Poésie

Traduction de Miguel Ángel Real

Si mon père me dit

Si mon père me dit: Sois un homme
je me recroqueville comme une larve,
j’enfonce mon abdomen sous le hameçon.

Mou, comme un mollusque sans coquille,
je me sens démantelé, je tiens le coup.

Je me demande alors
à quoi sert d’avoir appris quatre langues
si on n’entend pas les mots sous l’eau,

si je ne sais qu’écrire des poèmes.

(Actos impuros, Hiperión)

Monstre

Je souhaite éveiller des soupçons,
que les hommes me crient dessus dans la rue,
je veux me promener dans des centres commerciaux, des parcs publics
et que des mères comme ma mère lèvent et baissent le regard
et après, pendant qu’elles préparent le dîner pour leurs enfants,
que le souvenir d’une nouvelle race d’hommes les assaille
brièvement.

(Actos impuros, Hiperión)

Apocalypse masculin

Le monde à l’envers :
les viscères en dehors,
le pénis et les testicules cachés dans la poitrine.

(Actos impuros, Hiperión)

Du jour où je me suis trompé de bar

Je suis de ce genre d’amis
qui demandent toujours une autre tournée dans les bars.
Je n’ai pas d’enfants,
je suis le fils unique d’une dynastie de bâtards
qui se remplit l’estomac et s’autodétruit.

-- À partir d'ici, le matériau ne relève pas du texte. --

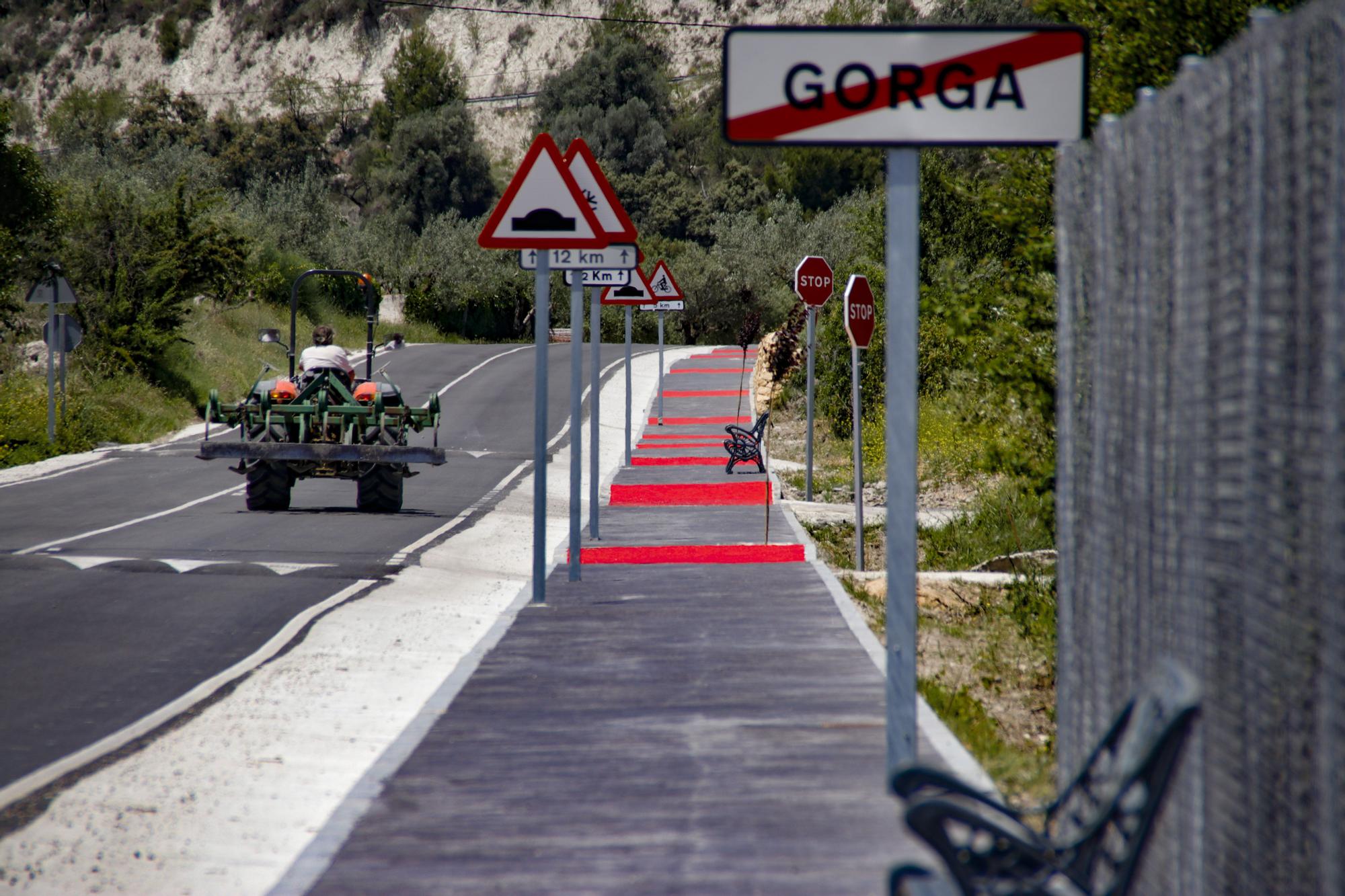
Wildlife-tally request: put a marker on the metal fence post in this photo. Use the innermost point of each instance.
(595, 403)
(576, 423)
(541, 337)
(903, 296)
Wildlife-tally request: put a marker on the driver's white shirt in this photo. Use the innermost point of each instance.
(330, 357)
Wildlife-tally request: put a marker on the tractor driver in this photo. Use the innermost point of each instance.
(323, 354)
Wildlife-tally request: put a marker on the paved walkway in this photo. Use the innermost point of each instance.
(660, 727)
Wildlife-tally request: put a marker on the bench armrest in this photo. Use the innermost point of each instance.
(985, 849)
(922, 782)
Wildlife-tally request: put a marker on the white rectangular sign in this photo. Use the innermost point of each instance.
(621, 256)
(915, 85)
(601, 278)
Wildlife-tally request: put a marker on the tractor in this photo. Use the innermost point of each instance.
(318, 425)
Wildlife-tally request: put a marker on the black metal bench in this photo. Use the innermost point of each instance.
(744, 446)
(1090, 838)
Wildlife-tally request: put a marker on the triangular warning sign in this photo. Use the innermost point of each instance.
(543, 208)
(633, 294)
(602, 198)
(662, 283)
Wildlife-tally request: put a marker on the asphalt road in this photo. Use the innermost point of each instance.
(91, 645)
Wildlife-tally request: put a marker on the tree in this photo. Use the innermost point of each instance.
(85, 119)
(28, 214)
(420, 80)
(617, 97)
(436, 166)
(159, 120)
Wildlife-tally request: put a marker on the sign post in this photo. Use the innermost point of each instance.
(905, 88)
(631, 295)
(813, 284)
(860, 315)
(619, 229)
(53, 291)
(664, 287)
(545, 214)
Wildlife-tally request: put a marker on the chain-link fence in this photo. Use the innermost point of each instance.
(1202, 424)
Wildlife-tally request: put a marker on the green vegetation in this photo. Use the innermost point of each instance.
(1003, 520)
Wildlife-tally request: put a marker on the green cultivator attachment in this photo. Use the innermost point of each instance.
(322, 424)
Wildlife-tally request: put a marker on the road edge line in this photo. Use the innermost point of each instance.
(318, 856)
(50, 772)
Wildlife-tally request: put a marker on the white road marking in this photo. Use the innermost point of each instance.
(130, 522)
(478, 368)
(48, 774)
(400, 557)
(221, 813)
(284, 569)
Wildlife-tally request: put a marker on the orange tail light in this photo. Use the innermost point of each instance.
(284, 391)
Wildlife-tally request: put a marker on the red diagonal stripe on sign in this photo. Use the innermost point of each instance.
(1034, 50)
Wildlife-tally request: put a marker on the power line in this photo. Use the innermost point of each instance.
(553, 15)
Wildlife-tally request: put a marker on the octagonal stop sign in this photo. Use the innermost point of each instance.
(813, 280)
(860, 311)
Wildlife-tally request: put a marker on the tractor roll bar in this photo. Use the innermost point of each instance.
(369, 315)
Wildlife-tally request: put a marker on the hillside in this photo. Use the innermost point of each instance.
(231, 53)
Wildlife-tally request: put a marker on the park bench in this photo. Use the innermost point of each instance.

Mes amis, cependant, sont des parents,
de ceux qui cherchent une excuse pour rentrer tard à la maison,
ils m’invitent toujours à un autre verre,
ils ne veulent jamais que je parte.

Ils me regardent et cent fois
ils me racontent cent fois à quel point c’est difficile
la chance que je.
Ils ne voient pas les fourmis qui grimpent sur ma jambe,
ils ne les voient pas.
Ils boivent du temps avec leur bouche de parents,
ils avalent du temps avec leur salive de parents
et je deviens de plus en plus petit
et leurs enfants de plus en plus grands.
Et à quarante, à cinquante ans,
je retournerai dans le même bar au coin de la rue
et alors ceux qui aujourd’hui sont des enfants se demanderont pourquoi
tant de fourmis dans ma bouche,
pourquoi l’ami de leurs parents croit toujours qu’il est jeune.

A cinquante, soixante ans,
qui me conduira chez moi,
qui gardera mes os sous les draps. A soixante ans, peut-être, à soixante-dix
qui répondra à mes questions,
qui me dira à quel point c’est difficile,
la chance que je
quand un jour je me tromperai et que je demanderai une autre tournée
devant la seule lumière de mon réfrigérateur.